Any history buff will love this movie because it is very detailed and it shows the ‘behind closed doors’ conversations between Lincoln, his staff, and his political opponents. This isn’t a heavy-handed history lesson, though, and Lincoln proves to be entertaining and informative at the same time.

The Civil War serves as a backdrop for the movie, and if you were expecting huge battle scenes you won’t get them here. The action mostly takes place in the White House, which is shown far differently than most TV shows and movies will depict it. Lincoln’s White House isn’t a glistening white castle with sunlight poring in from every window. Instead it’s dimly lit, modestly furnished, and is purely more functional as a meeting place than a historical landmark.

Of course, Daniel Day-Lewis gives the movie’s best performance, and he is endearing as President Lincoln. I think it helps that Day-Lewis isn’t an overexposed celebrity like your Brad Pitts, Tom Cruises, etc. Sometimes you’ll see a big star play a character but it’s hard for the actor to ‘disappear’ into the role because you see their face plastered all over magazines and internet ads.
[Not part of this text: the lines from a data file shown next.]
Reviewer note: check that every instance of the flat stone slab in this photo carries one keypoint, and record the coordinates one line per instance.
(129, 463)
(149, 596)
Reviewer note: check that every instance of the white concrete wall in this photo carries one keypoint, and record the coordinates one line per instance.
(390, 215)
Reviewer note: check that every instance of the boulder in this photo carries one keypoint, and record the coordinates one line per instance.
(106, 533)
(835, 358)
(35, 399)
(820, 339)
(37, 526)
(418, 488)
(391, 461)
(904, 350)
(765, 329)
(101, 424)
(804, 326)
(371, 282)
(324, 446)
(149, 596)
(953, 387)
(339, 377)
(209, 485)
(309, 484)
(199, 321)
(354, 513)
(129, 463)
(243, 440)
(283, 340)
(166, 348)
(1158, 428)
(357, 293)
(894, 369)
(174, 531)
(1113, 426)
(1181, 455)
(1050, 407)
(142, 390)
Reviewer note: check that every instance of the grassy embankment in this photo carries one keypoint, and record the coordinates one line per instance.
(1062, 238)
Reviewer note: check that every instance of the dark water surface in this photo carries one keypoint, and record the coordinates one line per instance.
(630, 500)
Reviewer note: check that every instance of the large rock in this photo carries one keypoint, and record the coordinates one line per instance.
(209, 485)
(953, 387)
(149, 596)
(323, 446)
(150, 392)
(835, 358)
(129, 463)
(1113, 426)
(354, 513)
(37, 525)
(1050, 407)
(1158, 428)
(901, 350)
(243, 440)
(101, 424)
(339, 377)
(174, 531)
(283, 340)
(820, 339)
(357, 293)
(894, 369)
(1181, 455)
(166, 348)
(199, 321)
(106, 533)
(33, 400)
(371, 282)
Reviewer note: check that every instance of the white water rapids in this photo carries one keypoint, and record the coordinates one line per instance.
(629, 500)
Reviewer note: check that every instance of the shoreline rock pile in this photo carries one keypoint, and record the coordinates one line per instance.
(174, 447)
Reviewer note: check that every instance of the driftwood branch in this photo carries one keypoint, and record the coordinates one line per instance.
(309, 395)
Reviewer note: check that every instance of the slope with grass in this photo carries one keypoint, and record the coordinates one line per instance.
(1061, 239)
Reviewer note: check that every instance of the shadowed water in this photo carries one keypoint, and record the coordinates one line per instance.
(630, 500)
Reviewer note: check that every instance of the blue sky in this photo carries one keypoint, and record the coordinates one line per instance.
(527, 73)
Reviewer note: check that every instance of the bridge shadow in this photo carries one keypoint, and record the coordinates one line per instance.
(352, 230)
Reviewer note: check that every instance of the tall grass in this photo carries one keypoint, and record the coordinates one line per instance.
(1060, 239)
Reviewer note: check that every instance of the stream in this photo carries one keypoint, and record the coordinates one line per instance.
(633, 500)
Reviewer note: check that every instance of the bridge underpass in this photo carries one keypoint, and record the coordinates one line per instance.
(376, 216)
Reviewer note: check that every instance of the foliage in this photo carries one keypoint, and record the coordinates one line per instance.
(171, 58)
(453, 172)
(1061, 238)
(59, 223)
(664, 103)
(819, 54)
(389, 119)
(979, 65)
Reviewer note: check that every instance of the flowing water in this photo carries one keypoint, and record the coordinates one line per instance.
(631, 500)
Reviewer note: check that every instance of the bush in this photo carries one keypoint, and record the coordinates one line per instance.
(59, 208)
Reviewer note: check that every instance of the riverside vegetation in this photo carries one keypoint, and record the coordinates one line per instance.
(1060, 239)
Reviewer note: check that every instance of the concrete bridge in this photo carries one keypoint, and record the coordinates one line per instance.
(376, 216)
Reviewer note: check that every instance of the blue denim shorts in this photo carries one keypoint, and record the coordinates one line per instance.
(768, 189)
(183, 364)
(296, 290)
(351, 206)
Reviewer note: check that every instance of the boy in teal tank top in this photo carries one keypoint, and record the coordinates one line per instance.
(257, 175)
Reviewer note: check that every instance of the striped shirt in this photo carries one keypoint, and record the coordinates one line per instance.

It’s different with Day-Lewis because he is so reclusive and private. When I watched him on the screen all I could see was Lincoln- his beard, his lanky body, his gentle eyes.

If I had to find a fault with the movie, I’d offer Sally Fields’ performance. I felt she was too hardened and a little over the top with her performance, and it stuck out like a sore thumb when compared to the other actors who put a lid on the theatrics. Joseph Gordon-Levitt was also approaching the overacting territory as he played Lincoln’s son Robert Todd, but his character wasn’t central to the plot of the movie so I mostly ignored it.

This movie is worth the time and the price to see it in theaters, even if you only want to see Day-Lewis’ performance for which I’m sure he’ll win an Oscar.


2 Comments on “MOVIE REVIEW: LINCOLN (2012)”

  1. Really liked focusing on a specific period instead of his whole life. However, Mary Todd Lincoln was notoriously unstable so I think Field was true to who she was playing. She was very jealous and insecure and had very low tolerance for grief though she experienced a great deal of it. Check out my review

    • mynerdypony says:

      Thank you for commenting, Amanda! I do know that Mary Todd Lincoln had mental and emotional issues but I can’t stop thinking that Sally Field probably wasn’t the best for the role. But, if I had lost a son and then heard that one of my other sons wanted to join the war I’d flip out too, I think. I will have to rewatch this when it comes out on DVD and see if my opinion changes.